Ingredients
Equipment
Method
Cooking Instructions:
- Start by washing and slicing your cabbage into thin strips. Dice the onion, mince the garlic, and shred the carrots. Cut the chicken into small, bite-sized pieces. Having everything prepped and ready to go will make the cooking process seamless.
- In a large skillet or wok, heat 4 tablespoons of olive oil over medium-high heat. Allow the oil to get hot, shimmering but not smoking.

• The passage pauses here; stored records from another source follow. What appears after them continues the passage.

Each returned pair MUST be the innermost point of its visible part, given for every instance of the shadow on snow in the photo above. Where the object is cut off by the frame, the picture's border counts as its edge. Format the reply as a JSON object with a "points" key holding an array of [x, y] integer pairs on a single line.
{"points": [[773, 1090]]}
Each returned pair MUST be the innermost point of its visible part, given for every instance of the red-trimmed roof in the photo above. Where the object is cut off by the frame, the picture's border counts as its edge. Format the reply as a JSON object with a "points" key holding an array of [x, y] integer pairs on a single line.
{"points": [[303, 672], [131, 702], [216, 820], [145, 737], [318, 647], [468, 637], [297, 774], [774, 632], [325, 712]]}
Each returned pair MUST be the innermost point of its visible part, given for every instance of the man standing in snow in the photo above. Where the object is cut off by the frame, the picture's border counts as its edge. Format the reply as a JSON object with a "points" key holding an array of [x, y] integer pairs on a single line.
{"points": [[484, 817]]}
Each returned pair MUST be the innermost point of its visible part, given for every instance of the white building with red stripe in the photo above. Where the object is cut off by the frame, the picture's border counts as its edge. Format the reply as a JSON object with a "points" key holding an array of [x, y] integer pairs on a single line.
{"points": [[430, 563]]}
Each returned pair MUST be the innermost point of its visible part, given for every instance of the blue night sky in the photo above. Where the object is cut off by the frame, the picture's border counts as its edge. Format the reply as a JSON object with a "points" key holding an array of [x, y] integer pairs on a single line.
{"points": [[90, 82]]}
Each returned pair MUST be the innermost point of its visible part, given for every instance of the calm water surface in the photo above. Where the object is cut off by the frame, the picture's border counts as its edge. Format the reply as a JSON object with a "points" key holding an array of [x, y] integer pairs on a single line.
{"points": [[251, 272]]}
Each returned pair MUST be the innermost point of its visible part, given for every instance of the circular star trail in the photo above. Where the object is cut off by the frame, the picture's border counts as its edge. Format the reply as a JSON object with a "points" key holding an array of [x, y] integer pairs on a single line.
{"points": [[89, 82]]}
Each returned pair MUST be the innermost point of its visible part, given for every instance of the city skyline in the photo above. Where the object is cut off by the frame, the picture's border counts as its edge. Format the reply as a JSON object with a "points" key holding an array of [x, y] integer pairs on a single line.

- Add the chicken pieces to the skillet in a single layer. Season with salt and pepper. Cook for about 5-7 minutes, stirring occasionally, until the chicken is browned and cooked through. Remove the chicken from the skillet and set it aside.
- In the same skillet, add the diced onion and sauté for 2-3 minutes until it becomes translucent. Then, add the minced garlic and shredded carrots, cooking for another 2 minutes until fragrant.
- Stir in the sliced cabbage and cook for about 5 minutes, stirring frequently until it starts to wilt.
- Once the cabbage is tender, sprinkle in the smoked paprika, dried basil, and oregano. Stir to combine the spices with the vegetables.
- Next, stir in the tomato paste and chicken broth. Bring the mixture to a simmer, allowing the flavors to meld together for a few minutes.
- Add the cooked chicken back into the skillet. Stir everything together, ensuring the chicken is coated in the flavorful sauce. Cook for an additional 2-3 minutes to heat everything through.
- Give your stir fry a taste and adjust the seasoning with more salt and pepper if needed.
- Remove the skillet from heat. Plate the Chicken and Cabbage Stir Fry and garnish with chopped fresh parsley for a pop of color and freshness.
Notes
- Prep all ingredients ahead of time for a smooth cooking process.
- Feel free to customize with any vegetables you have on hand.
- Store leftovers in an airtight container for up to 3-4 days.